Learn how to generate, update, and activate app-level signing certificates for Office 365 integrations
with WS-Federation Manual using PowerShell as the sign-on method.
About this task
SAML assertions sent from Okta to Office 365 are cryptographically signed using a signing
certificate. If your active signing
certificate expires, Microsoft rejects all SAML assertions, which blocks user access to Office
365 apps. To avoid service disruptions, ensure that you rotate your signing certificate before it expires,
which involves generating and using a new certificate.
Before you begin
- Sign in as a super admin.
- Verify that the sign on method configured for your Office 365 app instance is WS-Federation Manual using PowerShell. See Configure Single Sign-On for Office 365.
- Ensure that you have sufficient permission in Microsoft Entra ID to register a certificate using PowerShell commands.
- Create a backup of your current settings using the
Get-MgDomainFederationConfiguration command. If needed, you
can use this backup to restore your settings.
-
In the Admin Console, go to .
- Search for and select the Office 365 app integration whose certificate you want to rotate.
- Go to the Sign On tab.
- Click Generate new certificate in the SAML Signing
Certificates section.
Warning: You must register the new certificate with Microsoft before you activate it. If you activate the new
certificate for a WS-Federation Manual configuration without registering it, then all SSO operations
for the integration fail.
To register the new certificate, complete the following steps:
- Select View IdP metadata from the certificate's Actions menu.

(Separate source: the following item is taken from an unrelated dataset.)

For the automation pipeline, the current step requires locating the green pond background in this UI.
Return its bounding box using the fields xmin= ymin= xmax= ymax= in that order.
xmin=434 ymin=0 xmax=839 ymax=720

- Copy the X509Certificate value of the certificate and retain it for a future step. For example,
if your metadata contains
<ds:X509Certificate>MIID...CF/c</ds:X509Certificate>, copy MIID...CF/c. - Select View Setup Instructions from the sidebar.
- Copy the provided command from the Update the signing certificate for an already federated domain section.
- Replace
<NewCertificate> in the command with the X509Certificate value
that you copied from the IdP metadata. The certificate value must not contain any spaces. - Enter and run the command in a PowerShell terminal. If the command results in an error, correct
the error and repeat this set of instructions. Should your attempts continue to fail, you can use
Update-MgDomainFederationConfiguration to restore your configuration using the backup
that you created before starting this task.
-
Select Activate from the Actions menu of your new signing
certificate. This changes the status of the new certificate to Active and sets the status of the
previous certificate to Inactive. SSO operations for the app instance now use
the new certificate. If desired, you can delete the old certificate by selecting
Delete from its Actions menu.
- Wait five minutes for the certificate to take effect. Verify that SSO is functioning correctly by
signing in to an Office 365 app with a federated user.